Provo nuovamente, dopo Raimondin, a mettermi dietro gli occhi dell’altro. L’embrione di questo tentativo risale a molti anni fa.
Io sono il crudele, il perfido; io sono l’assassino. Storpio, detestato e tradito, anche la storia mi ha condannato con un sorriso beffardo e uno sguardo d’orrore. Voi tutti, che percorrete curiosi i camminamenti di quella che fu la mia dimora, confessate che rabbrividite, confessatelo! quando vi si conduce nelle segrete, dove i ceppi pendono ancora dalle pareti, e lungo i corridoi, nelle stanze immobili…confessate che mi odiate, quando entrate nella camera che, vi dicono, fu di lei.
Voi non sapete quanto, a secoli di distanza, quell’odio e quel disprezzo mi gravino addosso. Perfino quell’idiota che chiamate “sommo poeta”, senza parere, mi ha marchiato a fuoco come un volgare delinquente, per l’eternità. Ipocrita! Sono sicuro che avrebbe agito esattamente come me, se si fosse trovato nella mia stessa situazione. E molti di voi avrebbero fatto lo stesso; quelli col sangue nelle vene, intendo.
Ora persino gli opuscoli illustrati mi descrivono come un individuo mostruoso. Nei dipinti io sono sempre l’uomo oscuro e deforme che tutti guardano per ultimo, quello che entra in scena scostando brutalmente una tenda e interrompendo il bacio perfetto. Io! Io ho semplicemente tentato di difendere quel ch’era mio! Lei era mia, l’unica persona che considerassi tale. Mia…questa parola mi riempiva la bocca, mi inebriava i pensieri, mi riscaldava i sensi come le rose e il vino e il suo nome – Francesca – mi risuonava nelle orecchie come la musica di un liuto d’oro.
Aveva paura di me, e potevo comprenderlo; orrore, e questo mi tormentava e mi faceva imbestialire. Zoppicavo furibondo, e lei era sempre più lontana.

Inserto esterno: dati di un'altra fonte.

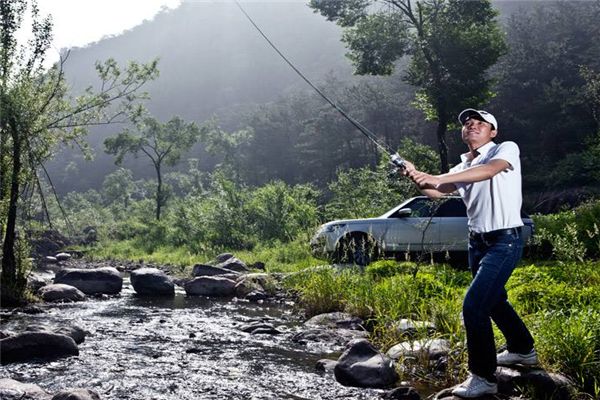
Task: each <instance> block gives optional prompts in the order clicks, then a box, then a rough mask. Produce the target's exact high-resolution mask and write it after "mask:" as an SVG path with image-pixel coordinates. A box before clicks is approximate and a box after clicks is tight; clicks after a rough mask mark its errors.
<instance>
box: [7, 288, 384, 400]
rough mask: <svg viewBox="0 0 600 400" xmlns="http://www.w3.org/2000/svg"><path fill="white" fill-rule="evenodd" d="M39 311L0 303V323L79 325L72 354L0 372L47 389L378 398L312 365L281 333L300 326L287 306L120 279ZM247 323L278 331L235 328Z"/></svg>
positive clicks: (313, 355)
mask: <svg viewBox="0 0 600 400" xmlns="http://www.w3.org/2000/svg"><path fill="white" fill-rule="evenodd" d="M41 307H42V308H43V309H44V311H45V312H44V313H42V314H35V315H31V314H24V313H20V312H16V313H10V312H6V311H7V310H2V311H3V313H2V321H1V323H0V330H3V331H10V332H14V333H18V332H21V331H23V330H24V328H25V327H26V326H28V325H32V324H42V325H47V326H49V327H50V328H58V327H60V326H65V325H66V326H69V325H77V326H79V327H81V328H83V329H84V330H87V331H89V334H88V336H87V337H86V339H85V341H84V342H83V343H81V344H80V345H79V356H78V357H70V358H63V359H58V360H53V361H43V362H42V361H40V362H30V363H14V364H8V365H3V366H0V378H12V379H15V380H18V381H20V382H24V383H35V384H37V385H39V386H40V387H41V388H42V389H44V390H46V391H47V392H49V393H52V394H54V393H56V392H58V391H59V390H62V389H67V388H88V389H93V390H95V391H97V392H98V393H99V394H100V397H101V398H102V399H144V400H149V399H245V400H247V399H298V400H299V399H380V398H381V393H382V391H381V390H374V389H359V388H351V387H344V386H342V385H340V384H338V383H337V382H336V381H335V379H334V377H333V374H320V373H318V372H316V370H315V364H316V362H317V360H319V359H321V358H331V359H337V357H338V355H339V351H340V350H341V349H336V350H337V351H338V352H337V353H330V352H328V351H331V349H329V350H326V349H324V348H322V347H321V348H320V347H319V346H307V345H302V344H299V343H295V342H293V341H292V340H291V338H292V336H293V334H294V333H296V332H298V331H299V330H300V328H301V323H302V321H301V320H300V319H299V316H298V312H297V310H295V309H293V308H292V307H289V306H283V305H273V304H269V303H265V304H255V303H247V302H234V301H226V300H214V299H208V298H204V297H187V296H185V292H183V290H182V289H180V288H178V289H177V290H176V295H175V296H174V297H172V298H159V297H154V298H148V297H138V296H137V295H136V294H135V292H134V291H133V289H132V287H131V285H130V284H129V280H128V279H125V281H124V285H123V291H122V292H121V295H120V296H118V297H113V298H109V299H106V300H100V299H94V298H91V299H88V300H86V301H84V302H79V303H64V304H44V305H42V306H41ZM256 321H266V322H268V323H270V324H273V325H274V326H275V327H277V328H278V329H279V330H281V331H282V332H283V333H282V334H281V335H265V334H257V335H251V334H249V333H245V332H243V331H242V330H241V328H242V327H243V326H244V325H247V324H249V323H251V322H256Z"/></svg>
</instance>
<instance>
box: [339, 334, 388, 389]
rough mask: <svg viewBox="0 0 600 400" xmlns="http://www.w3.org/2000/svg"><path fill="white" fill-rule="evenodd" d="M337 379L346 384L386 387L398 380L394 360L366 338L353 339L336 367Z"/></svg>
mask: <svg viewBox="0 0 600 400" xmlns="http://www.w3.org/2000/svg"><path fill="white" fill-rule="evenodd" d="M334 374H335V379H336V380H337V381H338V382H339V383H341V384H342V385H344V386H358V387H369V388H385V387H388V386H390V385H392V384H394V383H395V382H396V381H397V380H398V374H396V371H395V369H394V362H393V361H392V360H391V359H390V358H389V357H387V356H385V355H383V354H381V353H380V352H378V351H377V349H375V347H373V345H372V344H371V343H369V341H368V340H366V339H356V340H352V341H351V342H350V343H348V345H347V346H346V351H344V352H343V353H342V355H341V356H340V358H339V359H338V363H337V365H336V366H335V368H334Z"/></svg>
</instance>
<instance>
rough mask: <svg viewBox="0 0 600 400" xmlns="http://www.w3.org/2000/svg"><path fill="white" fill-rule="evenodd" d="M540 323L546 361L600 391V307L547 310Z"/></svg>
mask: <svg viewBox="0 0 600 400" xmlns="http://www.w3.org/2000/svg"><path fill="white" fill-rule="evenodd" d="M537 323H538V326H537V329H536V330H537V332H536V333H537V334H536V340H537V347H538V349H539V350H540V355H541V357H542V361H543V362H544V364H545V365H546V366H547V367H548V368H551V369H553V370H556V371H560V372H562V373H564V374H566V375H568V376H570V377H571V378H572V379H573V380H574V381H575V382H576V383H578V384H579V385H580V387H582V388H583V390H584V391H586V392H588V393H590V394H593V395H596V396H597V395H598V394H600V393H599V392H598V390H599V388H600V311H599V310H598V308H597V307H596V308H595V307H583V308H579V309H573V310H569V311H568V312H565V311H555V312H546V313H543V314H541V316H540V318H539V319H538V321H537Z"/></svg>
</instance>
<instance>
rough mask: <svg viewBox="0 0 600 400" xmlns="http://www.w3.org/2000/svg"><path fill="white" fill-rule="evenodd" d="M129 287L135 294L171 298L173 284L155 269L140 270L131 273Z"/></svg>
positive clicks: (133, 271) (158, 271)
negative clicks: (131, 287) (129, 283)
mask: <svg viewBox="0 0 600 400" xmlns="http://www.w3.org/2000/svg"><path fill="white" fill-rule="evenodd" d="M130 278H131V285H132V286H133V290H135V291H136V293H137V294H141V295H150V296H173V295H174V294H175V284H174V283H173V281H172V280H171V278H169V277H168V276H167V274H165V273H164V272H163V271H161V270H159V269H157V268H140V269H136V270H135V271H131V275H130Z"/></svg>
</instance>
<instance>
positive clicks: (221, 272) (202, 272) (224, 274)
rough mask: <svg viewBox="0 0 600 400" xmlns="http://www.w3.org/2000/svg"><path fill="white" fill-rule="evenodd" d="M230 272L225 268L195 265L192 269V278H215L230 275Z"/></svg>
mask: <svg viewBox="0 0 600 400" xmlns="http://www.w3.org/2000/svg"><path fill="white" fill-rule="evenodd" d="M231 273H232V271H231V270H229V269H225V268H219V267H213V266H212V265H208V264H196V265H194V268H193V269H192V276H216V275H227V274H231Z"/></svg>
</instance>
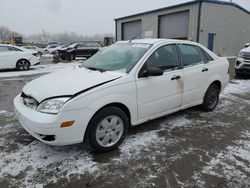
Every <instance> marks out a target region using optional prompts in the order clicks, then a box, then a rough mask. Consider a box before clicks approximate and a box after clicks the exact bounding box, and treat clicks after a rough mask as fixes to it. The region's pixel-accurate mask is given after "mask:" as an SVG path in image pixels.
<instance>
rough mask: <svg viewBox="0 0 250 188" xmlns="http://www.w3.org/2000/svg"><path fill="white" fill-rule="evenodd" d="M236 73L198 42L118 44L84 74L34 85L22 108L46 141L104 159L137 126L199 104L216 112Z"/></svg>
mask: <svg viewBox="0 0 250 188" xmlns="http://www.w3.org/2000/svg"><path fill="white" fill-rule="evenodd" d="M228 69H229V63H228V61H227V59H225V58H221V57H218V56H216V55H215V54H214V53H213V52H211V51H209V50H208V49H207V48H205V47H203V46H201V45H200V44H197V43H194V42H189V41H179V40H167V39H148V40H146V39H145V40H133V41H130V42H129V41H125V42H118V43H116V44H114V45H112V46H110V47H107V48H104V49H102V50H101V51H99V52H98V53H97V54H95V55H94V56H93V57H91V58H90V59H88V60H87V61H86V62H85V63H83V64H82V65H81V66H80V67H74V68H70V69H66V70H63V71H58V72H55V73H52V74H48V75H45V76H42V77H40V78H38V79H36V80H33V81H31V82H30V83H28V84H27V85H26V86H25V87H24V88H23V90H22V93H21V94H19V95H18V96H17V97H16V98H15V99H14V104H15V109H16V114H17V116H18V119H19V121H20V122H21V124H22V126H23V127H24V128H25V129H26V130H27V131H28V132H29V133H30V134H31V135H32V136H34V137H35V138H37V139H38V140H40V141H42V142H44V143H46V144H50V145H68V144H75V143H81V142H83V141H84V140H86V141H87V143H89V145H90V146H91V147H92V148H93V149H94V150H95V151H99V152H104V151H109V150H112V149H114V148H116V147H117V146H119V145H120V144H121V143H122V141H123V140H124V138H125V136H126V134H127V132H128V129H129V128H130V127H131V126H135V125H138V124H141V123H143V122H146V121H149V120H152V119H155V118H158V117H161V116H165V115H167V114H170V113H173V112H176V111H179V110H183V109H186V108H189V107H191V106H196V105H201V107H202V108H203V109H204V110H205V111H212V110H213V109H214V108H215V107H216V105H217V103H218V100H219V94H220V92H221V91H222V89H223V88H224V87H225V86H226V84H227V83H228V81H229V74H228Z"/></svg>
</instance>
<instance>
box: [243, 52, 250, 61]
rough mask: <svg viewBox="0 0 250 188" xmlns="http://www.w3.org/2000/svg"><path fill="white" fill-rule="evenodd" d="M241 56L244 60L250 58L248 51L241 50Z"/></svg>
mask: <svg viewBox="0 0 250 188" xmlns="http://www.w3.org/2000/svg"><path fill="white" fill-rule="evenodd" d="M242 58H243V59H245V60H250V53H249V52H243V53H242Z"/></svg>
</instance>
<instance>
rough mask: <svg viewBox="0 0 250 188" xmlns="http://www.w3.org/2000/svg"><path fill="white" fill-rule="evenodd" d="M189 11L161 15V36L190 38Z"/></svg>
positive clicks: (159, 31) (159, 33) (180, 38)
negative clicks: (189, 35) (189, 28)
mask: <svg viewBox="0 0 250 188" xmlns="http://www.w3.org/2000/svg"><path fill="white" fill-rule="evenodd" d="M188 33H189V11H184V12H178V13H173V14H166V15H162V16H160V17H159V38H174V39H188Z"/></svg>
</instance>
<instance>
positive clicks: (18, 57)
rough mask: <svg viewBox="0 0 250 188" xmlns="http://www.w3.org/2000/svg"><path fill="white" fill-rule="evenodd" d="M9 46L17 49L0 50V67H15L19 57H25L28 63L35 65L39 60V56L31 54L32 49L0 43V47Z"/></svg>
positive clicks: (32, 52) (12, 47)
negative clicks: (31, 49) (8, 50)
mask: <svg viewBox="0 0 250 188" xmlns="http://www.w3.org/2000/svg"><path fill="white" fill-rule="evenodd" d="M1 46H3V47H9V48H11V49H16V48H17V49H19V50H11V51H10V50H9V51H0V69H11V68H16V63H17V62H18V61H19V60H21V59H26V60H28V61H29V62H30V65H31V66H32V65H35V64H37V63H39V62H40V58H39V57H37V56H34V55H33V53H34V52H33V51H30V50H23V51H21V49H20V48H19V47H17V46H13V45H3V44H0V47H1Z"/></svg>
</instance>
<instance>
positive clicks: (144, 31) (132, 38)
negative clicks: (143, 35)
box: [129, 23, 155, 42]
mask: <svg viewBox="0 0 250 188" xmlns="http://www.w3.org/2000/svg"><path fill="white" fill-rule="evenodd" d="M154 25H155V23H152V24H151V25H149V26H148V27H146V28H145V29H144V30H142V31H141V32H139V33H137V34H136V35H135V36H134V37H133V38H131V39H130V40H129V42H132V40H134V39H135V38H136V37H138V36H139V35H140V34H142V33H143V32H145V31H146V30H147V29H149V28H150V27H152V26H154Z"/></svg>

Gradara…”Dall’aria gradevole”, questo il significato di Gradara; e bella era la mia terra, distesa fra le colline; dopo gli affari del governo, le beghe coi confinanti, i soldati e i cavalli sudati, Gradara! E voi, ora, non vi accorgete neppure di quanto io abbia voluto Gradara così, bella e assolata. Di me vedete solo le mani e il sangue che le copre. Riflettete: fu davvero crudeltà la mia? Miei erano l’autorità e il potere, e li usai. Voi, credetemi, avreste abbassato la testa timorosi davanti a me, allo Sciancato. Per ridere di me avreste atteso che io non vi vedessi, statene certi.
Certo non sono mai riuscito a impedire agli uomini di pensare e questo mi ha tormentato a lungo. La vostra opinione, di fatto, ancora mi tormenta.
Proprio non potete capire, vero? Ma immaginate, per una volta, immaginate una donna dagli occhi grandi e dai capelli di miele; una donna come tante, ma è la vostra. Attendete impazienti il momento di averla e, da lontano, pensate a lei con soddisfazione e tranquillità, nonostante tutto. E’ vostra: ve l’hanno data suo padre e il Vescovo di Rimini.
E poi, scoprire che il vostro amabile fratello minore assapora quegli occhi, quei capelli, quei sorrisi furtivi, quelle mani sottili…non credete che avreste perso anche voi la pace? Io ho maledetto le stelle e me stesso, prima ancora di loro. Ho maledetto il mio stesso sangue e il ventre di lei, che per me era sempre stato sterile come il mare d’inverno. Li ho maledetti e sono stato dannato per l’eternità.
Hanno poi sofferto veramente, come voi dite? Lei ebbe una morte dolce e rapida. Era una donna, e qualcosa ha trattenuto la mia mano. Non mi son più fatto domande, a proposito: confesso, ho avuto paura del mio stesso cuore.
Ma lui…come avrei potuto non farlo uccidere? Era mio fratello! Come non desiderare il suo sangue, e che lei lo vedesse? Fu giusto. Dite quel che vi pare, voi folle di visi grigi, ma lo rifarei oggi stesso.
Vi ripeto la domanda: hanno veramente sofferto? Per loro, le parole mio, mia hanno avuto un senso. Li ho uccisi senza sforzo – nessuno osò difenderli, allora – è vero. Ma per tutta la mia vita, per tutta la mia eterna dannazione, guardatemi! Io non ho mai posseduto nessuno, e nessuno ha potuto dirmi suo.
E adesso, odiatemi ancora, voialtri, se ne avete il coraggio.